Smoking, obesity, and unhealthy diets are the biggest risk factors for cancer. But a range of other little-known factors you may not know about can also lead to deadly cancer.

“The best cancer weapon is prevention — equal parts awareness and action. While smoking and obesity are known cancer risks, there are lesser-known conditions and lifestyle choices that can make you more susceptible to a cancer diagnosis,” said Dr. Mehmet Oz.

“Additionally, while exercise and a balanced diet are known to improve your health, there are other activities and practices you can incorporate into your life to decrease your risk.”

Here’s a look at five surprising things that many people are unaware can raise their risk of cancer, based on research compiled and cited by the American Cancer Society, Environmental Protection Agency, and Centers for Disease Control and Prevention.

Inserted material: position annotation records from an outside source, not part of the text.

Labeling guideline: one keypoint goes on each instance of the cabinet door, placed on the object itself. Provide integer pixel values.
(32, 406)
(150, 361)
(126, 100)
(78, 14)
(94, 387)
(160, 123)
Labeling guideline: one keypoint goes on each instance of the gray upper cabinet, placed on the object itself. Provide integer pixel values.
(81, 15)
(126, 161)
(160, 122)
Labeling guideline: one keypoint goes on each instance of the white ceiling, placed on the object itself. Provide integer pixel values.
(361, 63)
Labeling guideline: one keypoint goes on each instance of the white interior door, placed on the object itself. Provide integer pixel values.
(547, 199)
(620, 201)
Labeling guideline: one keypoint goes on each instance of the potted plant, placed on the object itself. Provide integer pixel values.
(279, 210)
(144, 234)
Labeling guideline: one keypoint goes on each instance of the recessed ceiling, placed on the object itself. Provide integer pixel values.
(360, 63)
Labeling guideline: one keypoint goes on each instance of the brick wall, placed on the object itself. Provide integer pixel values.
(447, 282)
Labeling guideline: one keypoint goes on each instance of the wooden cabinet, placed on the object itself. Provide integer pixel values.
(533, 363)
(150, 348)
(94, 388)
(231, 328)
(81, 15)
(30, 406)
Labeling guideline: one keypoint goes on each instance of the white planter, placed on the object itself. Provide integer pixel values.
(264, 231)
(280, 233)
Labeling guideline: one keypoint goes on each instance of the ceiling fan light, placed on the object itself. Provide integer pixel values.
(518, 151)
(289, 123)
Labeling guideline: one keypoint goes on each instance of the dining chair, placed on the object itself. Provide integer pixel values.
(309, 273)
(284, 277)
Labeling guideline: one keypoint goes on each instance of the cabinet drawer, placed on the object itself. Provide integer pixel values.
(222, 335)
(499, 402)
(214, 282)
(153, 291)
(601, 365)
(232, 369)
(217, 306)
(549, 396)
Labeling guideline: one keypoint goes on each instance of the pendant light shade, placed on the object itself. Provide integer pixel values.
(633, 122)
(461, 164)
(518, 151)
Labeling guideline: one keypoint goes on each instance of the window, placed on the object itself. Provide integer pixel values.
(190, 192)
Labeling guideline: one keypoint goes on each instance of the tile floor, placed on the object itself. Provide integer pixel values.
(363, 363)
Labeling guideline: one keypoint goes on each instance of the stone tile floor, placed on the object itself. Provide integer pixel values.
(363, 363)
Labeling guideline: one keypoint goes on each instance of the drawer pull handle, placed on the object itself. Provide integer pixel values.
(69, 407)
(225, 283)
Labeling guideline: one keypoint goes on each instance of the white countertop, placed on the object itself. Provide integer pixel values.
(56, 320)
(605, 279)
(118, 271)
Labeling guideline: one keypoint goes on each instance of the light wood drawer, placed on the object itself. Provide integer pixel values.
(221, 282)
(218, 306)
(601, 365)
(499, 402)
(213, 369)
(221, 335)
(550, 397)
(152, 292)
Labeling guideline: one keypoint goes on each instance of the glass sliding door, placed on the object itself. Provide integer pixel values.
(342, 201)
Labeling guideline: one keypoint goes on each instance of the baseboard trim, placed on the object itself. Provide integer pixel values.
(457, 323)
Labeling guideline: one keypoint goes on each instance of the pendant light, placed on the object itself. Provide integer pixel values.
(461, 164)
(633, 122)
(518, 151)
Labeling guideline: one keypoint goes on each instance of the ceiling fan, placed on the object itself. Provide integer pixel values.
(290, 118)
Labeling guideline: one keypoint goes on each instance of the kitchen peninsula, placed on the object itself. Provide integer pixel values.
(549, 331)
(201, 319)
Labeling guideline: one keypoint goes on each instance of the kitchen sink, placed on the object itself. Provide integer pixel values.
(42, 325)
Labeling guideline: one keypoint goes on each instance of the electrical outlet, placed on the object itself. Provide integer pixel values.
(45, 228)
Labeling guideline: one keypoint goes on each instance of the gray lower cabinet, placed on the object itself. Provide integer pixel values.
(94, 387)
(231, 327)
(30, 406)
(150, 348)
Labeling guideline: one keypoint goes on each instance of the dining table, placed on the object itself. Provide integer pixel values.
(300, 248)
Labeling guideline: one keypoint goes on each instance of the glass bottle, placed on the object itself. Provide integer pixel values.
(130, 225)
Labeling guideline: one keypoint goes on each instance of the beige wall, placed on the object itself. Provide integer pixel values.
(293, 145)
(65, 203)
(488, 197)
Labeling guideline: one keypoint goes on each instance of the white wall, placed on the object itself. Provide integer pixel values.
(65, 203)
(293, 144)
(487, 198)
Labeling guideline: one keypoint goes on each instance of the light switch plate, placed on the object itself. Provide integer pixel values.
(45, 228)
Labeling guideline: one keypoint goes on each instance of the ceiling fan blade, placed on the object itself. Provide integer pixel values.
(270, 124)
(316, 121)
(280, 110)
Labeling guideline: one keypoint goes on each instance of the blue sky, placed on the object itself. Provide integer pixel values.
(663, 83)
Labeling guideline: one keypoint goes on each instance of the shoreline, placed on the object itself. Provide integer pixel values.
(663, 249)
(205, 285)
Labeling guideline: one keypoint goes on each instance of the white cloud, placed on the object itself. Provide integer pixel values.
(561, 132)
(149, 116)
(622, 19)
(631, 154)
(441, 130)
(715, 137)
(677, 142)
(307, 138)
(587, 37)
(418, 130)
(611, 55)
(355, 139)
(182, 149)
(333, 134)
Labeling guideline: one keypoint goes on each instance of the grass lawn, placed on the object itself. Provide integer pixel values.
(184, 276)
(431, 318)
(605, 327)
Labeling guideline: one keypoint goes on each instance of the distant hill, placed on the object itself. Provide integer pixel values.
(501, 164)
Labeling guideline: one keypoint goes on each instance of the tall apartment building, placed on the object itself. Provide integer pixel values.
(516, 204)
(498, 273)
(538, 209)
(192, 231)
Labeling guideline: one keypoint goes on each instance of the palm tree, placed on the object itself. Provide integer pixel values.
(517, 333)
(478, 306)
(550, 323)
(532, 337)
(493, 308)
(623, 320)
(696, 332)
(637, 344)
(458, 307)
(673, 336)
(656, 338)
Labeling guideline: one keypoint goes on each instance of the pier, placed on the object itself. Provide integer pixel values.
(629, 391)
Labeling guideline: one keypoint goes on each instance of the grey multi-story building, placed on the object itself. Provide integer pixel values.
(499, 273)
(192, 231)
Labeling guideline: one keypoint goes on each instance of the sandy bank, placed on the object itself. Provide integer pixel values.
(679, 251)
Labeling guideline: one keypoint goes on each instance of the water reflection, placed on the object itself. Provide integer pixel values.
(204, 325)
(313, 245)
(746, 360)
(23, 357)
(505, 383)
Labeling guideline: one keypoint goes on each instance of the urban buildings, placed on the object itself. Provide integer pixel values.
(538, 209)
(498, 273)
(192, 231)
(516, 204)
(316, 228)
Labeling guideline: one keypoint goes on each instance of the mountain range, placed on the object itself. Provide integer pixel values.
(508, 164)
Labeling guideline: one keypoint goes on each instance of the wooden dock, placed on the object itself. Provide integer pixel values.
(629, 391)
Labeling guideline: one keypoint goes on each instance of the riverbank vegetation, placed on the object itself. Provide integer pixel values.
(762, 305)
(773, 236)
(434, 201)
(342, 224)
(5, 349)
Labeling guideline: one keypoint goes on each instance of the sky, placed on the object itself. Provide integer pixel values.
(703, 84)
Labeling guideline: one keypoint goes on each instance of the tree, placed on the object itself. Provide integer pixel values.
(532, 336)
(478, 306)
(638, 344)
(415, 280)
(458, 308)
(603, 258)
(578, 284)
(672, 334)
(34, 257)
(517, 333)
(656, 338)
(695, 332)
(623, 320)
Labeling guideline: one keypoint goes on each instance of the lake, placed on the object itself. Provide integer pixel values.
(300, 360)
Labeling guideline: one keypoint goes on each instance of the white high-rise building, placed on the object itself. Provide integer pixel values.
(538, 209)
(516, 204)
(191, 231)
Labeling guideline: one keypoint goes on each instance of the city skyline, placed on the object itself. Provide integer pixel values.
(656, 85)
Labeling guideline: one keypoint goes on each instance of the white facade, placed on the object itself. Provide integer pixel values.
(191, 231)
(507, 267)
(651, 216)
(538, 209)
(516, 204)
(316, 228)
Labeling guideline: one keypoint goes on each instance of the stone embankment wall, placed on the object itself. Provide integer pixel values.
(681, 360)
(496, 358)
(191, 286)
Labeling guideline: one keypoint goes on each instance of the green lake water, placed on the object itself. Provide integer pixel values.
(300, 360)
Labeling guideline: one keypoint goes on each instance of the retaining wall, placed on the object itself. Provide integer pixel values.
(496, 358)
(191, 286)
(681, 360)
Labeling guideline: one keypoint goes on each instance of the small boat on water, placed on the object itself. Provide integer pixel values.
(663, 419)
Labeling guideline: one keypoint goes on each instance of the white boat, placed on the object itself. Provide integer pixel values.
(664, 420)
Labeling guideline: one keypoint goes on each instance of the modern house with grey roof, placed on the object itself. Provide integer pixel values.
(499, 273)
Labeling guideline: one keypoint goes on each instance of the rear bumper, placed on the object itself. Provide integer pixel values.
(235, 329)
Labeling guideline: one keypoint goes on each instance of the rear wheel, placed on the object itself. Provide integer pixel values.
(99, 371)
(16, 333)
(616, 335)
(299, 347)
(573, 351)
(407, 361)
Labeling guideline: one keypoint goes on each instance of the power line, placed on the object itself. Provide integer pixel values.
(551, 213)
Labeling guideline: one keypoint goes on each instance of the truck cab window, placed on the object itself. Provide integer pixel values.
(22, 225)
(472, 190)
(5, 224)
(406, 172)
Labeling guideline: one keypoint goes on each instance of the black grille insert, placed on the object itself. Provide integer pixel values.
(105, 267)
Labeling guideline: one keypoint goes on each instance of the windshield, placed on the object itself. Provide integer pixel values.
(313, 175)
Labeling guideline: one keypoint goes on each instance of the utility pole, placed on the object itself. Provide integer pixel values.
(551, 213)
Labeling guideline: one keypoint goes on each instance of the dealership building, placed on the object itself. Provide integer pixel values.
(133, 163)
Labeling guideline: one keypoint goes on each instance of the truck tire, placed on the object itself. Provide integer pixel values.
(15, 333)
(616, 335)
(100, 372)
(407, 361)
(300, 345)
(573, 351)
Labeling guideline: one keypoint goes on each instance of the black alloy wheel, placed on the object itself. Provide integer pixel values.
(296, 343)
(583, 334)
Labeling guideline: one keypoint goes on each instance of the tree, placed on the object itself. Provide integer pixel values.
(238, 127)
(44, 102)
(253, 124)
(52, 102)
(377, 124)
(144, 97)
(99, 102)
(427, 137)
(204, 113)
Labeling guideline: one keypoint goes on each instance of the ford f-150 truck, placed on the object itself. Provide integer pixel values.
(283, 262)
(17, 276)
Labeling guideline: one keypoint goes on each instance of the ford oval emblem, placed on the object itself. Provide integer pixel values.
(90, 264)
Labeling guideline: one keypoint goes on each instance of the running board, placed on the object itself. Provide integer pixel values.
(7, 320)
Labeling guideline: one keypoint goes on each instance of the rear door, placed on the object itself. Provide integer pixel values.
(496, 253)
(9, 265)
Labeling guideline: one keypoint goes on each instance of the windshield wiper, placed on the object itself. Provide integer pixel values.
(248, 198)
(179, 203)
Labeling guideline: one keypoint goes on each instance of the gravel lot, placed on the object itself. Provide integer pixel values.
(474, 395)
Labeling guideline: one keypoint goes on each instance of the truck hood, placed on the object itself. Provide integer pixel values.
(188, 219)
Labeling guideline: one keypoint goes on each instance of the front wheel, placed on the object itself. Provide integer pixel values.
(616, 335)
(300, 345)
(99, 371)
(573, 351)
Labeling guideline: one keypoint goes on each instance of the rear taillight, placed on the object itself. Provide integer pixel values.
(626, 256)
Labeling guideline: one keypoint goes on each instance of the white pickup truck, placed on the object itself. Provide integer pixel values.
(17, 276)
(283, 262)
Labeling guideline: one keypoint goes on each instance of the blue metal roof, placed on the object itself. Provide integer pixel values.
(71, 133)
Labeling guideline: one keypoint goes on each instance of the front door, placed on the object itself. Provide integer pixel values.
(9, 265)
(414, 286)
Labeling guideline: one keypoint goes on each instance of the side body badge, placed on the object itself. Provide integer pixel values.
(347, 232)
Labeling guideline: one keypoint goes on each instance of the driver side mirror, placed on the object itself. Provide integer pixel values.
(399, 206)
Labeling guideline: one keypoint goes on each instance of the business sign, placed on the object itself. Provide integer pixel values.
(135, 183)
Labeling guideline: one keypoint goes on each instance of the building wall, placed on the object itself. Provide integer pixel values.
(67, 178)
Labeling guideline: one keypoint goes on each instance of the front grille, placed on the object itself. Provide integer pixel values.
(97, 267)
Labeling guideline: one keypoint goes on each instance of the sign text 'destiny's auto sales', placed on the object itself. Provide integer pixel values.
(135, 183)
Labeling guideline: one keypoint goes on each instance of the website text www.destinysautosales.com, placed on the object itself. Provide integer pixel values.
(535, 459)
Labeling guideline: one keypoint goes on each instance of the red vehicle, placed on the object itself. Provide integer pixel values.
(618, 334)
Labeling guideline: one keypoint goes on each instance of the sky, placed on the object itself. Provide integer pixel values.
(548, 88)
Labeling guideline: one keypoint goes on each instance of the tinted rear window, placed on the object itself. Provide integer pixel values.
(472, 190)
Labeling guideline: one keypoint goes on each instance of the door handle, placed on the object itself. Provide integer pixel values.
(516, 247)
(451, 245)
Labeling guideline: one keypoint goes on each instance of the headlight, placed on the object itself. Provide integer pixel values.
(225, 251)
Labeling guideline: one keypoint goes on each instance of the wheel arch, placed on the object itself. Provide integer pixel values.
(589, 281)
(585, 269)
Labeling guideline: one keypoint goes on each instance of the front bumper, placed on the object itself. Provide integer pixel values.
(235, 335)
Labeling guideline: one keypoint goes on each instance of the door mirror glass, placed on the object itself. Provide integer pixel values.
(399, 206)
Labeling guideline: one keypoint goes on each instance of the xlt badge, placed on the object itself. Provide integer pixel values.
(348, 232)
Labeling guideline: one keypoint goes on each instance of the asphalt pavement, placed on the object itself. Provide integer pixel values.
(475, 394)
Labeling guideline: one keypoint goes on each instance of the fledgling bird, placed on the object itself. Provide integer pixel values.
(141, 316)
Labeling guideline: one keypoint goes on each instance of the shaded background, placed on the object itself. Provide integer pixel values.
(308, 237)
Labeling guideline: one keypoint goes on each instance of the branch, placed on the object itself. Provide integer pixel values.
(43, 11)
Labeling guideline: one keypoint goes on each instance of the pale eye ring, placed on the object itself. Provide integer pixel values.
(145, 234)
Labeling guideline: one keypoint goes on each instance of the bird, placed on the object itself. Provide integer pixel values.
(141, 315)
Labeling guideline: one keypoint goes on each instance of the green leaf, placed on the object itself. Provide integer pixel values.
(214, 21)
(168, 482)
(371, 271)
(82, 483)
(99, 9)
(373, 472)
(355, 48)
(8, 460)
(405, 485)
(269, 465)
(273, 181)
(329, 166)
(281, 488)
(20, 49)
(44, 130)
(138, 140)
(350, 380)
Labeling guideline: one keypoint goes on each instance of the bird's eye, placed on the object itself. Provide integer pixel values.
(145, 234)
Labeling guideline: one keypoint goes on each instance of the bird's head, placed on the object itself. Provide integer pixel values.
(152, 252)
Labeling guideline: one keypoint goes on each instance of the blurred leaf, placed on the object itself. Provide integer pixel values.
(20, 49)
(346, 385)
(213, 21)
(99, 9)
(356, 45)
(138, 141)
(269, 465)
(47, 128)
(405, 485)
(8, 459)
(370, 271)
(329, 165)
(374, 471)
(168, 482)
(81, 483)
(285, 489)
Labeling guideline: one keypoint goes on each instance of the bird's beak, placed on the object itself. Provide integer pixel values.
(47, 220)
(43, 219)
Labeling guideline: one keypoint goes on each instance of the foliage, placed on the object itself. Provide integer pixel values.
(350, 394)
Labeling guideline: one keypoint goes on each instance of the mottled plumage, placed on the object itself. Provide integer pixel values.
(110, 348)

1. Night shift work: Women who work a night shift at least three nights a month — for example, nurses or 911 dispatchers — face an increased risk of colorectal and breast cancer, according to several studies cited by the American Cancer Society. Recent research, published in the American Journal of Epidemiology, has also concluded that men who work the night shift face a three times greater risk of prostate cancer than those who maintain more traditional work hours.

That study, conducted by scientists at the University of Quebec and the Centre INRS-Institut Armand-Frappier, found night-shift workers face greater risks for cancers of the lung, colon, rectum, bladder, and pancreas, as well. The researchers suggested this might be due to changes in levels of melatonin — a naturally occurring hormone that responds to changes in light — in the body. Sleep loss may be another factor.

What you can do: If you can’t cut back on your night-shift hours, health experts recommend taking melatonin supplements and making sure to get sufficient sleep during the day — in a darkened room — to boost your immune system. Some companies are also experimenting with different kinds of artificial lighting that don’t affect melatonin production, so it might be worth asking your employer about those possibilities.